I really hate flogging a horse as dead as this one, but The Wall Street Journal obviously did not get the memo, delivered years ago, that pornography and obscenity do not mean the same thing. One is legal, the other isn’t. It’s an important distinction.
In a WSJ Private Equity Beat blog post titled, Another View On How Private Equity Is Like Pornography, Laura Kreutzer writes about the Dow Jones Private Equity Analyst Limited Partners Summit 2009 conference in New York, and a panel discussion with investors still interested in investing in solid private equity funds.
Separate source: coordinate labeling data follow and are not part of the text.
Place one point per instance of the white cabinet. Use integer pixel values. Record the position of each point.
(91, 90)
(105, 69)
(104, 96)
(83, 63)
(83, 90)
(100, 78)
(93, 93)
“The trouble is figuring out who those managers are,” wrote Kreutzer. “These limited partners confessed that identifying A-plus managers amid the economic dislocation has gotten trickier. They seemed to say that the ability to pick a good manager rests a large bit on experience, and a little bit on alchemy.”
Then Kreutzer cites Andrew Kwee, a principal at European fund-of-funds manager LGT Capital Partners AG, who “agreed but chose a slightly different analogy to make his point, citing former Supreme Court Justice Potter Stewart’s definition of pornography.
“I can’t define it but I know it when I see it,” Kwee said.
But that is wrong. Stewart was talking about obscene, not pornographic, material. We do not know from the post whether Kwee was actually referring to pornography or not, but it is clear that Kreutzer, in phrasing the headline with the same mistake, does not know what Justice Potter actually said, or why.
The famous phrase, rarely reprinted in its totality, comes from Jacobellis v. Ohio (1964), “I shall not today attempt further to define the kinds of material I understand to be embraced within that shorthand description; and perhaps I could never succeed in intelligibly doing so. But I know it when I see it, and the motion picture involved in this case is not that.” [Bold added]
According to Wikipedia, the phrase, which people now use frequently in every-day conversation, is used to categorize “an observable fact or event, although the category is subjective or lacks clearly-defined parameters.”
The irony in the evolution of the meaning of the term, of course, is that Justice Potter was trying to explain why the material in question was not obscene, and not why it was. Because the clarifying phrase, “… and the motion picture involved in this case is not that,” is so rarely mentioned, the vast majority of people use I know it when I see it affirmatively, as did Mr. Kwee, in his confidence about spotting a good equity funds manager.
I suppose it may seem picayune to bring this up, and I am sure Ms. Kreutzer would think I am splitting hairs, but the distinction actually matters a lot in an atmosphere where the enemies of free expression are doing everything they can to muddle, if not erase, the difference between obscenity and pornography.
For people, like me, who believe adults have a constitutional right to unfettered erotic expression, maintaining the distinction remains a serious issue, not only because words matter, but because damage may be done when they are confused, as they so frequently are, by the very people whose profession it is to clarify them.